What happened in Detroit? Well, frankly, “Atlas Shrugged”
You have to read this article by Bill Nojay in the Wall Street Journal. Nojay was hired as the COO of the Detroit Department of Transportation, on contract, for 8 months. His litany of woes is, as Insty notes, almost straight out of Ayn Rand’s “Atlas Shrugged”.
It is all but an article of faith on the left and certain pseud-intellectuals that Rand was a crackpot. Yet here we are watching what she wrote become reality:
Micromanagement by the council was endemic; I once sat for five hours waiting to discuss a minor transportation matter while City Council members debated whether to authorize the demolition of individual vacant and vandalized houses, one by one. There are over 40,000 vacant houses in Detroit.
Union and civil-service rules made it virtually impossible to fire anyone. A six-step disciplinary process provided job protection to anyone with a pulse, regardless of poor performance or bad behavior. Even the time-honored management technique of moving someone up or sideways where he would do less harm didn’t work in Detroit: Job descriptions and qualification requirements were so strict it was impossible for management to rearrange the organization chart. I was a manager with virtually no authority over personnel.
When the federal government got involved, it only made things worse. A federal lawsuit charging that the DDOT did not fully comply with the law in accommodating disabled riders had dragged on for years because of idealistic but painfully naïve Justice Department attorneys seeking regulatory perfection.

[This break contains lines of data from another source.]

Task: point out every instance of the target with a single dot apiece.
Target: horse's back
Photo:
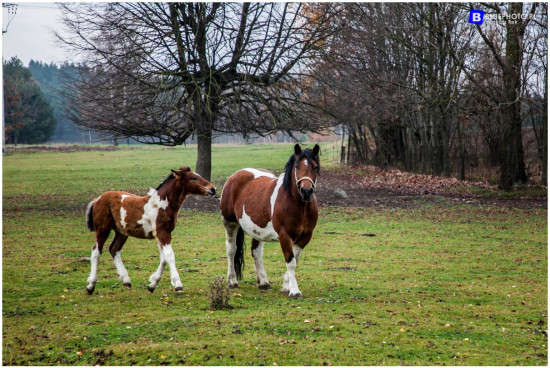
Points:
(251, 188)
(125, 210)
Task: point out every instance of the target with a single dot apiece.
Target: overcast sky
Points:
(29, 34)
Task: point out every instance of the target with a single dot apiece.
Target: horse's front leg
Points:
(100, 239)
(231, 229)
(167, 257)
(291, 253)
(258, 253)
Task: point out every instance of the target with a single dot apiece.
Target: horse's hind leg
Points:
(231, 229)
(101, 238)
(155, 277)
(166, 257)
(115, 249)
(258, 253)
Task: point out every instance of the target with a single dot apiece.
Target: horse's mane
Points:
(170, 176)
(307, 153)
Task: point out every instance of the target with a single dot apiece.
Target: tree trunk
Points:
(204, 154)
(512, 163)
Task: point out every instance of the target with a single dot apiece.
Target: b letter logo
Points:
(476, 16)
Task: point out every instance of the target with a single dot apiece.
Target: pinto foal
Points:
(268, 208)
(148, 217)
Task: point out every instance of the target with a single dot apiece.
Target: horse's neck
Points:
(295, 199)
(173, 195)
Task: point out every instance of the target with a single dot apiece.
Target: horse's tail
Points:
(90, 216)
(238, 260)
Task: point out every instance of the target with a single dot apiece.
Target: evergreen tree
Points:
(28, 115)
(51, 78)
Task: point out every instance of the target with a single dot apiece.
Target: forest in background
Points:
(415, 86)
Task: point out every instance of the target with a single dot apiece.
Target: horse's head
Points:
(193, 183)
(306, 168)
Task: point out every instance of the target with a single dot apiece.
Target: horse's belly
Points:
(266, 234)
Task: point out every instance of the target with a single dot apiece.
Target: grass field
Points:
(433, 286)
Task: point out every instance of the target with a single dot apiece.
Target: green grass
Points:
(434, 286)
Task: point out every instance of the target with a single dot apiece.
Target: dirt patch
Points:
(62, 148)
(388, 189)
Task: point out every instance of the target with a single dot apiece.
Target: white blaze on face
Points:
(262, 234)
(150, 212)
(122, 217)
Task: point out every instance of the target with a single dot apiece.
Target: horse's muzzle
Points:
(306, 194)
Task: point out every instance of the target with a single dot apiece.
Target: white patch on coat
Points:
(254, 231)
(276, 192)
(150, 212)
(259, 173)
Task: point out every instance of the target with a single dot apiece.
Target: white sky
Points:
(30, 33)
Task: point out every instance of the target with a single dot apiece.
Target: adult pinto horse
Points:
(148, 217)
(269, 209)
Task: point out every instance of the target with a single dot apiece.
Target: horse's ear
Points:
(316, 150)
(175, 173)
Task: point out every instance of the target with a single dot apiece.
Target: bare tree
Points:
(161, 72)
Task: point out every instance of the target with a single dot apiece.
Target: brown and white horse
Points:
(148, 217)
(269, 209)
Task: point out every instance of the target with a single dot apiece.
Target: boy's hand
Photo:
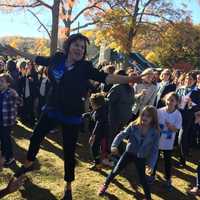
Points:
(91, 139)
(114, 151)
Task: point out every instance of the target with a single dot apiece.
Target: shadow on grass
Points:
(34, 192)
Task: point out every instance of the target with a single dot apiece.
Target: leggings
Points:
(168, 164)
(70, 136)
(140, 167)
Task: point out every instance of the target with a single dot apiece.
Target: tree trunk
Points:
(54, 29)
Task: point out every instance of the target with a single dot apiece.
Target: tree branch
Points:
(42, 25)
(44, 4)
(86, 8)
(33, 5)
(159, 16)
(85, 25)
(143, 10)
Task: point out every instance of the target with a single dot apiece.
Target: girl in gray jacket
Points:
(142, 148)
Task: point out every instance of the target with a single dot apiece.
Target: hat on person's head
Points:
(147, 72)
(72, 38)
(21, 64)
(11, 65)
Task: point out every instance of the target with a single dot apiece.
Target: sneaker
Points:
(107, 162)
(68, 195)
(9, 162)
(22, 170)
(194, 191)
(102, 191)
(95, 167)
(150, 179)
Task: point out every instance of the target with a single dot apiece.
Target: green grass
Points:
(46, 182)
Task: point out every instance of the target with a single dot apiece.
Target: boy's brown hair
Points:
(98, 99)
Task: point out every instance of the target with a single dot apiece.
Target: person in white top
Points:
(170, 121)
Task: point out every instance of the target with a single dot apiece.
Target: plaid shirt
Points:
(9, 102)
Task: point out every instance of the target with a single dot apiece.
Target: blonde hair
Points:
(152, 111)
(165, 71)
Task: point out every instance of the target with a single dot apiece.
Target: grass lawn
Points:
(46, 182)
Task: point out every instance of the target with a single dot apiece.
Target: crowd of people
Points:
(130, 116)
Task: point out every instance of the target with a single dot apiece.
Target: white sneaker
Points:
(107, 163)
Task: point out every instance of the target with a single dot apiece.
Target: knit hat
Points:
(147, 72)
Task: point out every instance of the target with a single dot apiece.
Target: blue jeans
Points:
(125, 159)
(6, 143)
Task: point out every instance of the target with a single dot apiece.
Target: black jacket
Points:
(68, 96)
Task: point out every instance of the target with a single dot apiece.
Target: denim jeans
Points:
(70, 136)
(6, 143)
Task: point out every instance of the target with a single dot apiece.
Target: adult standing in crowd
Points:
(164, 87)
(69, 73)
(189, 96)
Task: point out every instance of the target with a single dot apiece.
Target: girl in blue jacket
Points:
(142, 148)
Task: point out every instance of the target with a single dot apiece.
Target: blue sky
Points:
(22, 23)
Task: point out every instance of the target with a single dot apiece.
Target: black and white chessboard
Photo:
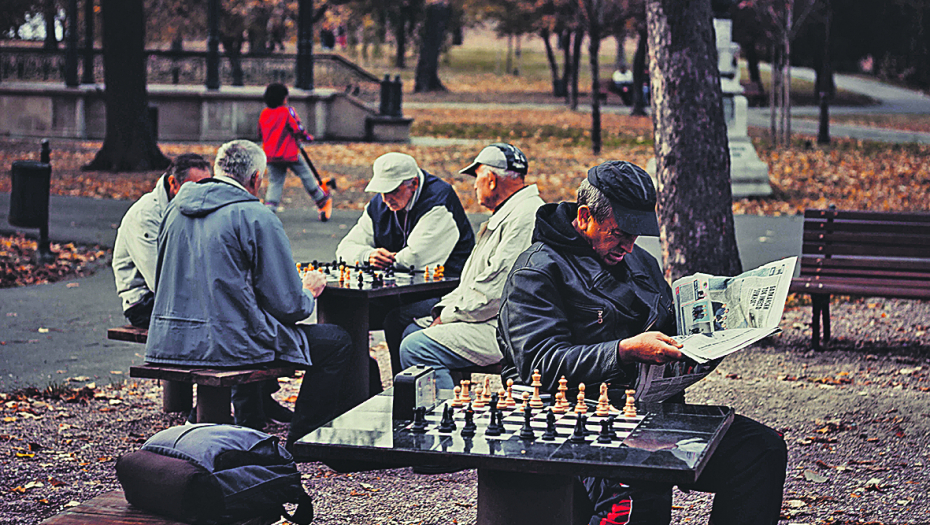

I felt like a guy in the boiler room of the Titanic, desperately bailing to keep the ship afloat for a few more hours while the DOJ attorneys complained from their first-class cabin that their champagne wasn’t properly chilled.
Detroit’s other municipal departments had similar challenges. I would often compare notes with managers trying to run the city’s street lights, recreation programs, police departments and smaller offices. All of us faced similar gridlock.
The “government is the answer” crowd have a lot to answer for when considering Detroit. In that city, government was as much of the problem, in fact, likely the biggest problem the city faced. It couldn’t get out of its own way. And as the city deteriorated and taxes skyrocketed in an attempt to offset the deterioration, the producers finally fled. They shrugged. They said, “no more.” This country is headed in the same direction.
It just may take a little bit more time to reach the depths of Detroit and suffer the same result – but there’s little if any question it’s on the same road as Detroit. It has passed through the stop sign, busted through the road closed sign and is headed toward the cliff. The only control anyone may have now is how fast the whole contraption reaches the edge.